Inglaterra — RD Congo: O favoritismo cego ignora o ferrolho congolês.
As casas de apostas decidiram que este duelo do dia 1 de julho de 2026, 13:00 BRT, pelos 16 avos de final, será um autêntico passeio no parque. A linha esmagadora a favor da Inglaterra pressupõe um massacre quase protocolar no gramado. O problema é que esqueceram de avisar a compacta defesa do outro lado.
Alergia crônica ao ferrolho
O time de Thomas Tuchel vem sofrendo de uma alergia terrível sempre que encara um adversário muito fechado na defesa. Vimos a seleção inglesa passar o jogo todo trocando passes estéreis naquele empate sonolento contra Gana. Contra o Panamá, a equipe também suou sangue até conseguir balançar a rede no segundo tempo.

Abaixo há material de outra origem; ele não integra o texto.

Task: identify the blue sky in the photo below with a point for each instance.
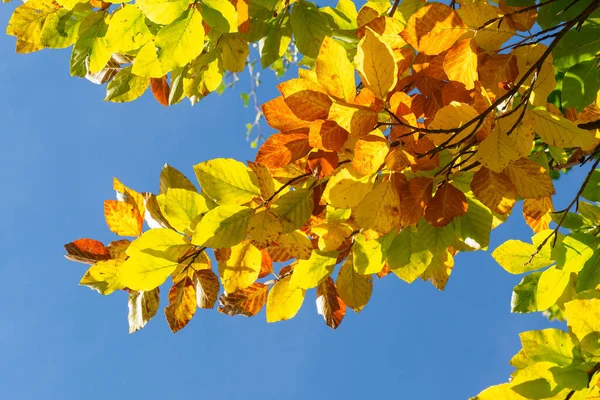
(61, 146)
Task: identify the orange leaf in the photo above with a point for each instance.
(447, 204)
(494, 190)
(182, 304)
(326, 135)
(413, 200)
(329, 304)
(87, 251)
(369, 154)
(307, 100)
(207, 288)
(433, 29)
(530, 179)
(281, 149)
(123, 218)
(247, 302)
(160, 90)
(460, 63)
(537, 213)
(280, 117)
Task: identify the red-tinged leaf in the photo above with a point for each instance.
(327, 135)
(307, 100)
(160, 90)
(280, 117)
(123, 218)
(247, 302)
(87, 251)
(414, 198)
(207, 288)
(182, 304)
(494, 190)
(282, 149)
(447, 204)
(266, 266)
(537, 213)
(325, 162)
(329, 304)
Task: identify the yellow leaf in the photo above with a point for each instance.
(376, 65)
(433, 29)
(490, 37)
(452, 116)
(102, 276)
(142, 308)
(309, 273)
(122, 218)
(335, 72)
(346, 188)
(180, 207)
(558, 131)
(354, 289)
(460, 63)
(370, 153)
(497, 150)
(234, 52)
(494, 190)
(227, 181)
(264, 228)
(284, 300)
(241, 268)
(380, 209)
(182, 305)
(545, 82)
(530, 179)
(223, 226)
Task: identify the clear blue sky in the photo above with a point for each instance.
(61, 146)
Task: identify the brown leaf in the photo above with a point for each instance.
(447, 204)
(87, 251)
(282, 149)
(247, 302)
(329, 304)
(182, 304)
(160, 90)
(494, 190)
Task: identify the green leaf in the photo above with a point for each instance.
(152, 259)
(91, 52)
(576, 46)
(162, 11)
(294, 208)
(368, 257)
(180, 207)
(310, 28)
(127, 30)
(126, 86)
(223, 226)
(220, 15)
(592, 189)
(552, 345)
(309, 273)
(581, 84)
(102, 277)
(589, 277)
(408, 256)
(557, 12)
(277, 40)
(175, 45)
(227, 181)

A RD Congo não entra em campo querendo dar espetáculo ou jogar de peito aberto contra oponentes badalados. Os congoleses já frustraram a posse de Portugal e deram muito trabalho para a Colômbia na fase de grupos. É uma seleção que adora entregar a bola, montar uma trincheira robusta e ter bastante paciência.
A avenida na direita inglesa
O circo tático inglês fica divertido quando olhamos para as opções desesperadas na espinhosa lateral direita. Com Reece James e Jarell Quansah fora de combate, sobra para Djed Spence assumir a bucha em uma linha improvisada. A transição defensiva britânica por aquele setor de repente virou uma incerteza assustadora.
É exatamente nessa avenida que a estratégia de contragolpe congolesa deve morar e buscar seu valioso espaço. Yoane Wissa vem jogando um bolão e está pronto para cair pela ponta, atacando a linha desconjuntada da Inglaterra. Um lançamento venenoso nas costas dessa defesa armada às pressas é um grande risco.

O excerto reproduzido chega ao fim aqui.